Architecture: The Secret Pipeline

┌──────────────────────────────────────────────────────────────┐
│                          Git Repo                            │
│  (rajsinghtech/kubernetes-manifests)                         │
│                                                              │
│  common-secrets.sops.yaml ─────┐                             │
│  cluster-secrets.sops.yaml ────┤  SOPS-encrypted             │
│  common-settings.yaml ─────────┤  (+ plaintext ConfigMaps)   │
│  cluster-settings.yaml ────────┘                             │
└──────────────────┬───────────────────────────────────────────┘
                   │ Flux GitRepository source
                   ▼
┌──────────────────────────────────────────────────────────────┐
│               Flux Kustomize Controller                      │
│                                                              │
│  1. Decrypts SOPS files using sops-gpg Secret                │
│  2. Creates K8s Secrets in flux-system namespace             │
│  3. Runs postBuild substitution on all child Kustomizations  │
│     → replaces ${VAR_NAME} with decrypted values             │
│  4. Applies rendered manifests to the cluster                │
└──────────────────┬───────────────────────────────────────────┘
                   │
                   ▼
┌──────────────────────────────────────────────────────────────┐
│               Rendered Kubernetes Resources                  │
│                                                              │
│  Secret (with substituted values) ──→ Pod env / volume mount │
│  HelmRelease (with substituted values in .spec.values)       │
│  ConfigMap (with substituted values)                         │
└──────────────────────────────────────────────────────────────┘

Secret Source Files

Cross-Cluster Secrets (shared by all clusters)
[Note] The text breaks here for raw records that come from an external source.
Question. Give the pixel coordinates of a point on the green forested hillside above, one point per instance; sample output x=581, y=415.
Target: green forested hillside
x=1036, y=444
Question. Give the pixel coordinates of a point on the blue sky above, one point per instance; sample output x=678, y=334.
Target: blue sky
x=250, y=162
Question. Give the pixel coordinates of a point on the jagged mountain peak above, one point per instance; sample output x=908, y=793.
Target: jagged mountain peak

clusters/common/flux/vars/common-secrets.sops.yaml

Contains: DEFAULT_PASSWORD, CODER_OIDC_*, CLOUDFLARE_*, TAILSCALE_*, GARAGE_*, HF_TOKEN, KUBERNETES_MANIFESTS_GITHUB_TOKEN, OCI_*, COMMON_RESTIC_SECRET, COMMONTLSCRT, COMMONTLSKEY, etc.

Per-Cluster Secrets (unique to each cluster)

clusters/talos-ottawa/flux/vars/cluster-secrets.sops.yaml
clusters/talos-robbinsdale/flux/vars/cluster-secrets.sops.yaml
clusters/talos-stpetersburg/flux/vars/cluster-secrets.sops.yaml
clusters/gke-uscentral1/flux/vars/cluster-secrets.sops.yaml

Contains: QB_WIREGUARD_*, SMB_*, PLEX_TOKEN, *_API_KEY (per-cluster app keys), DISCORD_WEBHOOK_URL, TS_IDP_*, ARGOCD_OIDC_*, etc.

Plaintext Settings (non-secret config values)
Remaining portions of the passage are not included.